Candidatos a culpados

No decorrer do livro surgem vários candidatos a culpados, logo declarados inocentes. O populismo macroeconômico de México e Argentina em 1994/1995? Mas, na época, essas políticas eram bem-vistas e saudadas pelo FMI. O sistema blindado dos keiretsus e a economia de bolhas do Japão? Mas tinha sido a perspectiva de longo prazo propiciada pela arquitetura dos conglomerados japoneses que fizera o país se tornar a segunda economia do mundo e rivalizar com os próprios EUA; além disso, mesmo com a reação do governo após o estouro da bolha imobiliária, aumentando gastos e bombeando US$ 500 bilhões para os bancos, a economia continuou prostrada. O capitalismo de compadres de Tailândia, Coréia & Cia?

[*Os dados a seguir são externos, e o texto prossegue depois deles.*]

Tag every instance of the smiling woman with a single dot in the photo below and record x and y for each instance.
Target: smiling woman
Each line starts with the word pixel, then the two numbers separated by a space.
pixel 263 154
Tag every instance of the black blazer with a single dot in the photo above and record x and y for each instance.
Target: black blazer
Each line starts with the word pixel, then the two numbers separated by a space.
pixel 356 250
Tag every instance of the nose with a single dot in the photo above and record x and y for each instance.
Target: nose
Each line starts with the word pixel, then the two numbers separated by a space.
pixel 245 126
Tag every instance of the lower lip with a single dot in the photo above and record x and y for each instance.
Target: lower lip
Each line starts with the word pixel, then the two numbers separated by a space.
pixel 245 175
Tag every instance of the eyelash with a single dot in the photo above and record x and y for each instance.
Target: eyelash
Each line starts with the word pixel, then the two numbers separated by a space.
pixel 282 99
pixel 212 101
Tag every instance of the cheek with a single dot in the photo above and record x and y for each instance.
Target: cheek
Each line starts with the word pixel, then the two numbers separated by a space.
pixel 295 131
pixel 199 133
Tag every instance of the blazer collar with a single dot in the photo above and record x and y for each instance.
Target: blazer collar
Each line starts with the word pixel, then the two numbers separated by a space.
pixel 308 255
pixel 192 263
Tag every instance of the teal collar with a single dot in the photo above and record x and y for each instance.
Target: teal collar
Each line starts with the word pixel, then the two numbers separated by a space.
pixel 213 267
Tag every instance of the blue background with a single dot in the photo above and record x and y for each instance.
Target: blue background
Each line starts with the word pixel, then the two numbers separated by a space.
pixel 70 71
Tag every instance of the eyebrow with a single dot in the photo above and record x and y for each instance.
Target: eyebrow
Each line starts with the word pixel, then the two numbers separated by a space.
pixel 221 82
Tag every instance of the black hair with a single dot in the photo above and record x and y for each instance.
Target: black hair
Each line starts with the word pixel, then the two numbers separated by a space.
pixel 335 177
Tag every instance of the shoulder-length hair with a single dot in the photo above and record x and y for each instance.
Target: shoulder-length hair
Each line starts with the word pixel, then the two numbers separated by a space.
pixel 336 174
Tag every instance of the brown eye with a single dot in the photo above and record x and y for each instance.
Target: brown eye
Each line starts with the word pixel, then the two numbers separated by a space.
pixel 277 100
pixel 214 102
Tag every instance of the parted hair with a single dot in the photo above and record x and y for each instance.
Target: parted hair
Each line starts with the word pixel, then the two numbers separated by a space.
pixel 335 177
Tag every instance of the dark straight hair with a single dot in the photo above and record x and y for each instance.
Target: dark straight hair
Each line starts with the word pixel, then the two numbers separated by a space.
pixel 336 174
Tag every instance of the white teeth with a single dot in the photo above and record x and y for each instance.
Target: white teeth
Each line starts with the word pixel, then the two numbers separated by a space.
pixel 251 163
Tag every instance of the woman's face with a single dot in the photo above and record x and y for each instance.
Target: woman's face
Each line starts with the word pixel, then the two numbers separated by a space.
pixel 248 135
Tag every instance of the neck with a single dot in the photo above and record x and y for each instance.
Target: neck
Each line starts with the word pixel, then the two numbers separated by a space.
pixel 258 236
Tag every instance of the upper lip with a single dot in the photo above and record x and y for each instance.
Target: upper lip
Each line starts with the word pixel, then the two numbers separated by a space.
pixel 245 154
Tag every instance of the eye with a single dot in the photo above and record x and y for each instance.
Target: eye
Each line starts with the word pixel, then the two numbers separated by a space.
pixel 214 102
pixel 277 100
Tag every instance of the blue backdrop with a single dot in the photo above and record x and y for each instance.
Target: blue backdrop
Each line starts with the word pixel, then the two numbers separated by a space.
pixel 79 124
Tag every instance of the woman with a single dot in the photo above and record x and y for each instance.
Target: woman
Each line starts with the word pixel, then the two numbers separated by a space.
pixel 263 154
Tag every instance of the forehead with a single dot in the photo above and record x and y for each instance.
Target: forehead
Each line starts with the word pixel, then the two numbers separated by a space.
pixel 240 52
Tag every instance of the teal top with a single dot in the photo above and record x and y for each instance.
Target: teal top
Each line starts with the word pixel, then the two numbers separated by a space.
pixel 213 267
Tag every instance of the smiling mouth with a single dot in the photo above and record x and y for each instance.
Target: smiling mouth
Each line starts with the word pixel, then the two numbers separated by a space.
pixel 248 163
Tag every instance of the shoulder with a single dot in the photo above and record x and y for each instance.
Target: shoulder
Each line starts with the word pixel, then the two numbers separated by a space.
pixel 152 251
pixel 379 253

Mas esse sistema funcionou bem durante 35 anos e, ademais, em 1997, a Indonésia, o aluno bem comportado dos investidores, sucumbiu assim mesmo à crise. O grande déficit orçamentário do Brasil do início de 1999? Mas ele era conseqüência da própria crise e da necessidade de sossegar os mercados com uma taxa de juros de 50% ao ano. George Soros e seus fundos especulativos, levando à lona a moeda inglesa e depois as moedas asiáticas? Mas Soros acabou por prestar um favor à Inglaterra em 1992, recuperando a competitividade de sua economia e, quanto aos asiáticos, as fugas de capital em cadeia que ocorreram em 1997 foram protagonizadas, em boa medida, pelos próprios cidadãos desses países...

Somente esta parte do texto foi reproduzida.